3.8.11. Lentiviral Plasmid Construction.

Cdk5 shRNA lentiviral plasmid (pLKO.1) was purchased from Sigma-Aldrich (TRCN0000278085). Cdk5-Myc-FLAG in pCMV6 (MR204021) was purchased from Origene (Rockville, MD). Mutations conferring shRNA resistance (1325- CCCTGAGATTGTGAAGTCATTC-1346 to CCCTGAaATTGTGAAGagtTTt) and all serine to alanine mutations were produced using the Q5 Site-Directed Mutagenesis Kit (NEB) according to the manufacturer’s protocols. All primers were designed with the NEBaseChanger software.

shRNA resistant mutant or WT Cdk5 was then linearized by using the Q5 Hot Start High-Fidelity 2x master mix and the pEF-ENTRA A⁷³ entry vector was linearized by digestion with BamHI-HF and XbaI. Linear DNA was then gel purified using the Zymoclean gel DNA recovery kit (Zymo Research, Irvine, CA) and assembled with the NEBuilder HiFi DNA assembly kit according to the manufacturer’s protocol. The Cdk5 entry vectors were then recombined with the pLENTI CMV GFP⁷³ destination vector using the Gateway LR Clonase II Enzyme mix (ThermoFisher) as described by the manufacturer. The final lentivectors were then amplified in Stable Competent E.

coli (New England Biolabs), purified using ZymoPURE II Plasmid Kit (Zymo Research, Irvine, CA), sequenced (Laragen, Culver City, CA), and resolved by 1% agarose gel electrophoresis to ensure plasmid fidelity.

3.8.12. Lentivirus Production.

HEK 293T cells were transfected with the lentiviral plasmids produced above, as well as lentiviral packaging plasmids (ViraPower Lentiviral Packaging Mix, ThermoFisher), using Lipofectamine 3000 (ThermoFisher) at 90% confluency according to manufacturer’s instructions.

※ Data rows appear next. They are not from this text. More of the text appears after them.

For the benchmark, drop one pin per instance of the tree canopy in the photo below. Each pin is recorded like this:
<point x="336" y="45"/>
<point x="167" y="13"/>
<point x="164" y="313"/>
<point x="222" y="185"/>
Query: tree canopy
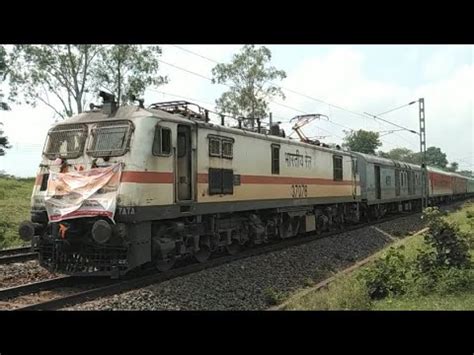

The virus was harvested by collecting media every 24 hours for 3 days. Lentiviral particles were concentrated approximately 50 fold at 4 °C using 15-mL 100 kDa MWCO Amicon concentrator tubes (MilliporeSigma), flash frozen immediately, and stored at -80 °C until use. Lentiviral titer was estimated by traducing neurons with a dilution series of lentivirus and estimating transfection efficiency by GFP fluorescence confocal microscopy or determining Cdk5 expression levels compared to endogenous by WB. In all cases, neurons were assayed at least 7 days after transduction.